Researchers are only beginning to comprehend the full impacts of diminishing sea ice on phenomena such as atmospheric humidity and extreme weather. 

"The Barents Sea is a particular Arctic hotspot where a huge chunk of this loss is occurring, especially in winter," Bailey said. Since 1979, its maximum winter sea ice cover has decreased by 54%, or about 11,200 square kilometers per year. 

Although the overall average snowfall across the Northern Hemisphere has declined since this time, researchers have also observed trends of increasing snowiness across vast regions that border the Arctic Ocean, especially in Siberia and parts of northern Alaska. 

"However, a direct link between winter Barents sea-ice loss and the recent extreme snowy European winters has yet to be substantiated," Bailey and her colleagues wrote in the new study.

One reason for this is that the wintry Arctic is a challenging environment to visit and gather data from. 

"Scientists have typically relied on computers to model the link between sea ice, evaporation and snowfall," Bailey said. "What's exciting here is that we were able to directly trace that moisture through the atmosphere using its chemical 'fingerprint' as it traveled from the Arctic into Europe."  

In late 2017, Bailey's team installed an instrument in Pallas-Yllästunturi National Park that took water vapor measurements every second.
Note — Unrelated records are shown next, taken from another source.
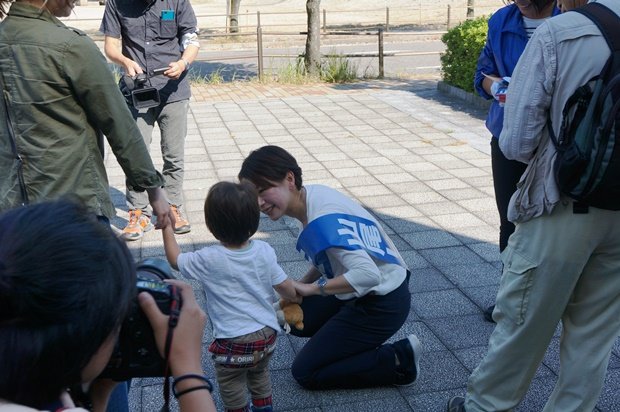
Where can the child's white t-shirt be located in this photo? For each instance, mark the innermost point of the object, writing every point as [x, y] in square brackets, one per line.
[238, 285]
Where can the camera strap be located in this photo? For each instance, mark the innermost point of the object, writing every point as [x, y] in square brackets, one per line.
[173, 320]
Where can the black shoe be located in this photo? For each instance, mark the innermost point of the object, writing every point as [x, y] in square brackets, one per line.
[408, 351]
[456, 404]
[488, 314]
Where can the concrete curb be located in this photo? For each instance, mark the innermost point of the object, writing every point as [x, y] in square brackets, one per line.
[472, 99]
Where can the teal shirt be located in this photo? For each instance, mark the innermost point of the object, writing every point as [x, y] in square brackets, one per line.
[60, 94]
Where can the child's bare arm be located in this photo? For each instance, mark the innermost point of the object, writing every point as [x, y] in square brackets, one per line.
[171, 246]
[287, 290]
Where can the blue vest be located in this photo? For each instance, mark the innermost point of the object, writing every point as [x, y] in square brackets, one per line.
[343, 231]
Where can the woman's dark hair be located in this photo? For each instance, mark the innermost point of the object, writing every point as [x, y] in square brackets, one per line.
[66, 282]
[232, 212]
[269, 165]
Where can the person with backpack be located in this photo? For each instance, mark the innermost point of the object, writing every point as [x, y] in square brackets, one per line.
[562, 263]
[510, 28]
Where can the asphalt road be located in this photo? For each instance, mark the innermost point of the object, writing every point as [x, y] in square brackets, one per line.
[401, 59]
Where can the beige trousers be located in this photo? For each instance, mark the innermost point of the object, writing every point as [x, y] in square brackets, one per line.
[558, 267]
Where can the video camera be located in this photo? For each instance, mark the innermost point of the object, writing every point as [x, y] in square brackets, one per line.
[135, 354]
[137, 92]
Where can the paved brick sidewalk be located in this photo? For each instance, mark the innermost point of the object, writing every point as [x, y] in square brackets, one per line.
[420, 162]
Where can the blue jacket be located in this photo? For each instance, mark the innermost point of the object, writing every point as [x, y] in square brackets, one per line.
[506, 40]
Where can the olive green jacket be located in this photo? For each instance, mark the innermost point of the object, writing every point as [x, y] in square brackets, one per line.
[58, 96]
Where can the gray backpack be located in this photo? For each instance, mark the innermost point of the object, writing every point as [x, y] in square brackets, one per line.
[587, 167]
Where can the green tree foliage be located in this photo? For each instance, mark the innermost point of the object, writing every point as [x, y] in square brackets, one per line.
[463, 45]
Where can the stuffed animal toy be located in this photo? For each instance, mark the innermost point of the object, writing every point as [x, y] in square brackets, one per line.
[289, 313]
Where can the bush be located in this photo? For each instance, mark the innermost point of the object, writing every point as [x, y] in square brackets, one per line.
[463, 46]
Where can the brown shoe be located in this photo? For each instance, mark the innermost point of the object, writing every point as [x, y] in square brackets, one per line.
[181, 224]
[137, 225]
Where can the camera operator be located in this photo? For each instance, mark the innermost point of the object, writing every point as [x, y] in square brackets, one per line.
[142, 36]
[66, 284]
[59, 99]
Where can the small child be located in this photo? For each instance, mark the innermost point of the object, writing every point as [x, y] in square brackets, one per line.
[238, 276]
The researchers examined hydrogen and oxygen isotopes, different forms of the same element that occurred in ratios that varied depending on where the water came from.

During February and March 2018, Arctic air driven over Europe brought blizzards and prolonged cold in an event nicknamed the "Beast from the East." The researchers identified three pulses of moisture from the Barents Sea during this time that corresponded to increased snowfall across the continent.  
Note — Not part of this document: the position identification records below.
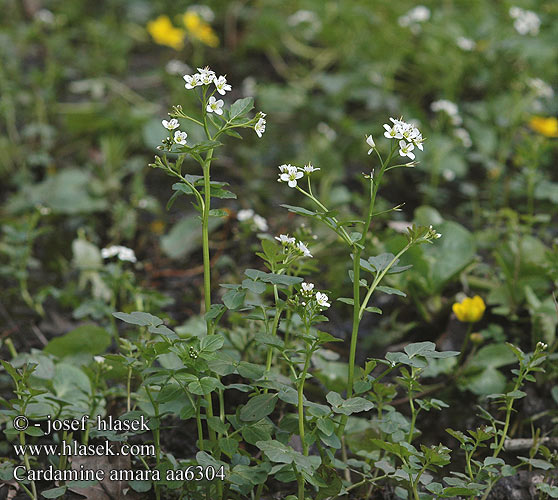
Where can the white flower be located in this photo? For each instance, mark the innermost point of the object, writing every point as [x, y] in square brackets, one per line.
[245, 214]
[465, 43]
[304, 249]
[171, 124]
[392, 132]
[221, 85]
[285, 167]
[260, 222]
[215, 106]
[260, 127]
[307, 288]
[180, 137]
[285, 239]
[404, 130]
[371, 143]
[322, 299]
[419, 14]
[526, 22]
[308, 169]
[123, 253]
[192, 80]
[464, 136]
[290, 175]
[405, 149]
[433, 233]
[206, 76]
[541, 88]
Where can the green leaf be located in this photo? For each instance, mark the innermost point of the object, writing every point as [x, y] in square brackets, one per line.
[84, 339]
[346, 300]
[276, 451]
[391, 291]
[250, 370]
[217, 212]
[348, 406]
[240, 107]
[260, 431]
[456, 491]
[258, 407]
[537, 463]
[254, 286]
[212, 343]
[139, 318]
[268, 339]
[233, 133]
[380, 262]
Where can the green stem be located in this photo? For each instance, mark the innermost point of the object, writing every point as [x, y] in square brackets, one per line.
[205, 238]
[356, 321]
[28, 466]
[465, 344]
[156, 438]
[379, 278]
[301, 421]
[128, 389]
[200, 428]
Compared to average conditions between 1981 and 2010, the sea ice cover in the Barents Sea in March 2018 was smaller by an area about the size of Florida, Bailey says. She and her team estimate that about 140 gigatons of water evaporated from the ice-free sea surface during the Beast from the East, potentially supplying up to 88% of the fresh snow that fell over northern Europe.  
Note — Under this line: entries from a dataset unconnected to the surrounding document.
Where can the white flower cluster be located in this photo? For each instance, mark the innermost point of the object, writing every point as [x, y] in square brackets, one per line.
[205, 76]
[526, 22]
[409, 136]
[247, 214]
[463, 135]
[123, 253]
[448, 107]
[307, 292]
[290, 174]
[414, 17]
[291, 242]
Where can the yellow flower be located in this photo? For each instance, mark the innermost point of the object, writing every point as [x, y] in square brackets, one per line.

"But what's important to emphasize here is that sea ice conditions in 2018 weren't particularly exceptional," Bailey said. "Instead, they reflect a long-term declining sea ice trend that scientists have been observing across the Arctic since the late 1970s, when satellite measurements began."

She and her colleagues also analyzed satellite observations of sea ice and climate records from 1979 to 2020. They found that evaporation across the Barents Sea in March increased by about 70 kilograms per square meter of sea ice lost, while Europe's maximum March snowfall — indicative of extreme snowfall events — increased by about 1.6 millimeters per year. 

Since 1979, the vast majority of winter sea ice lost across the entire Arctic has come from the Barents Sea, and scientists have projected that the sea may face ice-free winters by the 2060s to 2080s. This means that parts of northern Europe that remain chilly enough to yield snow could see more extreme blizzards in the future. 

However, the researchers noted, "Whether or not this effect is sustainable under current and projected mean rates of warming warrants further investigation." 

According to Jeffrey Welker, a professor of biological sciences at the University of Alaska Anchorage and last author of the study, the findings ultimately reveal how a rapidly changing Arctic will lead to moisture being ferried to distant regions, "with dramatic effects on rural and urban communities, especially in winter."  

The study, "Arctic sea-ice loss fuels extreme European snowfall," published April 1 in Nature Geoscience, was authored by Hannah Bailey , Kaisa-Riikka Mustonen and Hannu Marttila, University of Oulu; Jeffrey M. Welker, University of Oulu and University of Alaska Anchorage; Eric S. Klein, University of Alaska Anchorage; Alun Hubbard, UiT the Arctic University of Norway; and Pete D. Akers, National Centre for Scientific Research.